Il Sovrano non firma lo stato d'assedio.
Penosi furono i rifiuti a catena, dell'incarico proposto dal Re ai politici di maggior spicco, di formare un qualsiasi governo, che impedisse a Mussolini di andare al potere.
«Il 28 ottobre [1922 n.d.rj, alle 6 del mattino, il dimissionario e dormiente Presidente del Consiglio, Facta, decise di proclamare lo "stato d'assedio", per impedire ai fascisti la Marcia su Roma. Lunare!
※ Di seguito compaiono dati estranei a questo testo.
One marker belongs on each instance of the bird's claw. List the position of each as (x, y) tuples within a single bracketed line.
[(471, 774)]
L'onorevole Facta, Presidente per la seconda volta, presentò al Re il decreto. Vittorio Emanuele rifiutò di firmarlo, proprio perché proposto da un Presidente e da un Governo che si erano già dimessi e che, proprio per questa ragione, non godevano né dell'autorità né dell'autorevolezza indispensabili per proporre e tanto meno attuare misure straordinarie.
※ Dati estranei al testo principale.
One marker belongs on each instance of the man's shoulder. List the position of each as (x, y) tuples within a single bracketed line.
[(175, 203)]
Quella stessa mattina il Re chiese a Salandra, dopo il no di Giolitti, di costituire il nuovo governo, ma ottenne un altro rifiuto. Sappiamo come andò a finire.
In ogni caso, il Re impedì a Mussolini di sciogliere la Camera. Chi accusa il Re di avere favorito Mussolini vuole ignorare le affermazioni di alcuni uomini illustri: il liberale Giovanni Amendola: « ... Ci voleva anche un Minimo di soluzione politica» ; il 7 novembre 1922, lo stesso uomo politico, sul dovere inderogabile di accordare la fiducia al governo di Mussolini, scrive a Carlo Cassola: «E’ necessario che la Camera dia il voto al nuovo Ministero ... ».
Tagliente Luigi Einaudi sul Corriere della Sera, il 27 ottobre 1922 «Il Ministero Facta è finito. Non vi sono le dimissioni, perché i Ministri hanno creduto di salvare le apparenze limitandosi a mettere i loro portafogli a disposizione del Capo del Governo ... di questa obbligata libertà l'on. Facta non può usare che presentando al Re le dimissioni del Ministero. L'ipotesi di un rattoppo non è neanche degna di essere presa in considerazione ... ».

Risolta la crisi di governo, il Re confidò a Solaro del Borgo: «Ho molto pensato ma anche il mio grande avo Vittorio Emanuele II avrebbe fatto così. Io ho rifiutato due volte di sancire quell'atto imbecille e criminoso dello stato d'assedio, steso solo per salvare appena dieci poltrone governative». E all'on. Schanzer: «Ho inghiottito tutto, capisce Schanzer, in quello sciaguratissimo tempo [Nitti-Facta], sempre per non venire alla sciabola. Io per primo non ci credo: i generali sono un salto nel buio». In epoca recente ha scritto, Carlo Ghisalberti: «Né la Corona, né l'Esercito legato alla dinastia potevano offrire alla sovversione fascista quella resistenza che sostanzialmente il Governo, il Parlamento e la classe dirigente non erano stati capaci di esprimere». Mussolini si dimostra monarchico fraudolento, già dal discorso di Udine del 20 settembre 1922. Il Re convivrà con il fascismo per evitare che questo si impadronisca completamente dello Stato; condurrà da solo una silenziosa e ininterrotta battaglia affrontando il delitto Matteotti, l'Aventino, le leggi razziali e la loro abolizione.


Il 15 maggio 1943, secondo il Cognasso, il Re consegnò a Mussolini un appunto scritto nel quale lo esortava a sganciare "le sorti dell'Italia dalla Germania".